DocketMath’s statute-of-limitations calculator typically depends on inputs like:

  • Start date (when the claim accrued for SOL purposes)
  • Any last payment date (if your situation involves a payment that could reset/extend the SOL in your context)
  • Any written acknowledgment date (if you have documentation of an acknowledgment relevant to SOL)
  • Jurisdiction (US-DC)

As you update inputs, the calculator will shift the latest date a creditor could file suit, and you’ll be able to see how sensitive the deadline is to key dates.

Key exceptions

SOL rules can be affected by later events

Even with a known baseline SOL (3 years in D.C.), the effective deadline can change if events occur after the claim accrues that alter the limitations period.

Common examples that may matter in practice include:

  • Partial payments after default
  • Written acknowledgments of the debt
  • Certain legal actions that pause or change timing (for example, if a case was filed and later dismissed, timing doctrines may affect the “refiling” window)

Because the SOL analysis is heavily fact-driven, the best way to use DocketMath is to enter only dates you can support with statements, letters, or account history.

Warning: Don’t guess dates. An incorrect “start date” can move the SOL deadline by months or years, which changes what the calculator outputs.

No claim-type-specific sub-rule identified here

You should also treat this article’s baseline carefully: we’re using the general/default period because the provided jurisdiction data did not identify a separate credit card/open account-specific exception or subsection.

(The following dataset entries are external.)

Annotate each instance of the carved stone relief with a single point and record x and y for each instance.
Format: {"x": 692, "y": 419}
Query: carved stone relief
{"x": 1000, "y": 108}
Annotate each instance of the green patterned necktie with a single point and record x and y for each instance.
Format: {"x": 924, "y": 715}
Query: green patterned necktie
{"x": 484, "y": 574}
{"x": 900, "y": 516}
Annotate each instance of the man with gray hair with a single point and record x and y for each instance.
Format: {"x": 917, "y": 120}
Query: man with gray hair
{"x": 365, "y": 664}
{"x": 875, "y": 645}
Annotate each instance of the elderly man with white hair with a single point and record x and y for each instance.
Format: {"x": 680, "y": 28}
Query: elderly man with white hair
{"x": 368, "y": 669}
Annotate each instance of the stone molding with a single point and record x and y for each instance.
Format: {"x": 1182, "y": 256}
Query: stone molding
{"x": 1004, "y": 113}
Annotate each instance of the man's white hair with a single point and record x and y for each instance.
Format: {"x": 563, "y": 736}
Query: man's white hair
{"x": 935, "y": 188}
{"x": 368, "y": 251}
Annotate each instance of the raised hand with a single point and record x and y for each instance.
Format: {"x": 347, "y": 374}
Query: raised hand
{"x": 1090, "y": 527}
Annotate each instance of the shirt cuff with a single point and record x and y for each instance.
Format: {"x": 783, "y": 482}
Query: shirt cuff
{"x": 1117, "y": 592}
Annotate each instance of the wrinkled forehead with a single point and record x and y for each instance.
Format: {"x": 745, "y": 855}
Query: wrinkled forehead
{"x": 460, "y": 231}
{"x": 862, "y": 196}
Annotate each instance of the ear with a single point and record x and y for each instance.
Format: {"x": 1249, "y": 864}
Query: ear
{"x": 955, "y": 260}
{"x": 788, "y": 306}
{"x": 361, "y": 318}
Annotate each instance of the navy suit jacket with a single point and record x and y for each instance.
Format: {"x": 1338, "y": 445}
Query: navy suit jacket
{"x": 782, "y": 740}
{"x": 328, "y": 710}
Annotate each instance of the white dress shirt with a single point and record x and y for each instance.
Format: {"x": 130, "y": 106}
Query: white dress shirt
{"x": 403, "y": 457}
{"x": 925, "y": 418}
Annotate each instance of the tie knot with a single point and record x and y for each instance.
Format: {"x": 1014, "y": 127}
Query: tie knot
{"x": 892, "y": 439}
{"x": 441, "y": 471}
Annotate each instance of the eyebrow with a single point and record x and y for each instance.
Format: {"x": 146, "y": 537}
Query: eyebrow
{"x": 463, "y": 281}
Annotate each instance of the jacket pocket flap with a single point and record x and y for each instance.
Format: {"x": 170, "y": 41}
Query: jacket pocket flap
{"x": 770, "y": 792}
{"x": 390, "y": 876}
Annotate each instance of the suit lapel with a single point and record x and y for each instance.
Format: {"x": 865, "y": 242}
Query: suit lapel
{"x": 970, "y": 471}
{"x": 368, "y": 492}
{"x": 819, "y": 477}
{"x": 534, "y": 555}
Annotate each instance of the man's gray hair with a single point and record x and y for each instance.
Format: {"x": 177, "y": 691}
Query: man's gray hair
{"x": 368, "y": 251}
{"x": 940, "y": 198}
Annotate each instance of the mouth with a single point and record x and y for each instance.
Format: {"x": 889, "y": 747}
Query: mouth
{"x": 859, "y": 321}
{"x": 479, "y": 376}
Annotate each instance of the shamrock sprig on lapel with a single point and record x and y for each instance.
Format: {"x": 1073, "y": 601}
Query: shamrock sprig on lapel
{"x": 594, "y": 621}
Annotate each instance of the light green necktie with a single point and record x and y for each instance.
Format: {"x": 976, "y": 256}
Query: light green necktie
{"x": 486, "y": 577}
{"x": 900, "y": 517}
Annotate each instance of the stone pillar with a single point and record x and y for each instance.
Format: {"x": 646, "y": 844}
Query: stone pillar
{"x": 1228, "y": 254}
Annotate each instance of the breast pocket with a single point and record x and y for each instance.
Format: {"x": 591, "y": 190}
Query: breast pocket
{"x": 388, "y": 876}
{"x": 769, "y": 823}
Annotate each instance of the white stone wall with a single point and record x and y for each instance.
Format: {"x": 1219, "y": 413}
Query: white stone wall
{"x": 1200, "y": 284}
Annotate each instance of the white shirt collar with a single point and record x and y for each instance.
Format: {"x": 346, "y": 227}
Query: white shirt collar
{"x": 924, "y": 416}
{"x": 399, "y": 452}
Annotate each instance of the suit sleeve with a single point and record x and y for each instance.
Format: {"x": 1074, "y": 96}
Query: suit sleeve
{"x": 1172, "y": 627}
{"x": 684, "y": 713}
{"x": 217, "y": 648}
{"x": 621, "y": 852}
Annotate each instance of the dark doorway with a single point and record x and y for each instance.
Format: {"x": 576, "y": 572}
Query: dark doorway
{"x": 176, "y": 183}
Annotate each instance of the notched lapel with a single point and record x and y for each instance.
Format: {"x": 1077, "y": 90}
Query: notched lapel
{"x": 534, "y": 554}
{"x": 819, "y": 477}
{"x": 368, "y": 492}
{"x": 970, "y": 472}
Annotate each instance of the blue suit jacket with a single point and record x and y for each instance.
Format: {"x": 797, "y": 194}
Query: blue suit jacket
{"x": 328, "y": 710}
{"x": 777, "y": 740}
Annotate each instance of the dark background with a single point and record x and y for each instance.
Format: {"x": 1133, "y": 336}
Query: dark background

If you’re looking for a narrower rule (for example, a special category of contract debt), you’ll need to verify whether D.C. law provides an additional subsection beyond D.C. Code § 23–113(a)(1) for the same debt category.

Statute citation

The general statute of limitations for civil actions covered by the cited provision in the District of Columbia is:

  • D.C. Code § 23–113(a)(1)3-year limitations period (general rule)

Source: https://law.justia.com/codes/district-of-columbia/2014/division-iv/title-23/chapter-1/section-23-113/

Use the calculator

DocketMath’s SOL calculator is the fastest way to convert the 3-year general rule into a usable “deadline” you can track.

  1. Select or confirm jurisdiction: **District of Columbia (US-DC)
  2. Enter the start date you believe the claim accrued (for example, the date of the first missed payment that made the debt due, or the date your account became due under the contract terms).
  3. If applicable, enter:
    • the last payment date you can document, and/or
    • the date of a written acknowledgment you can document.
  4. Review the output:
    • the calculated expiration date for filing under the 3-year general rule, and
    • any additional dates the calculator displays based on your inputs.

Example: how inputs affect the result

Assume the start date is March 1, 2023 and you’re applying the general 3-year SOL.

  • Baseline deadline = March 1, 2026 (3 years from the start date)

Now imagine you re-check records and determine the earliest actionable default date is actually June 15, 2023.

  • Updated baseline deadline = June 15, 2026

That change alone can affect whether a filing is within the 3-year window.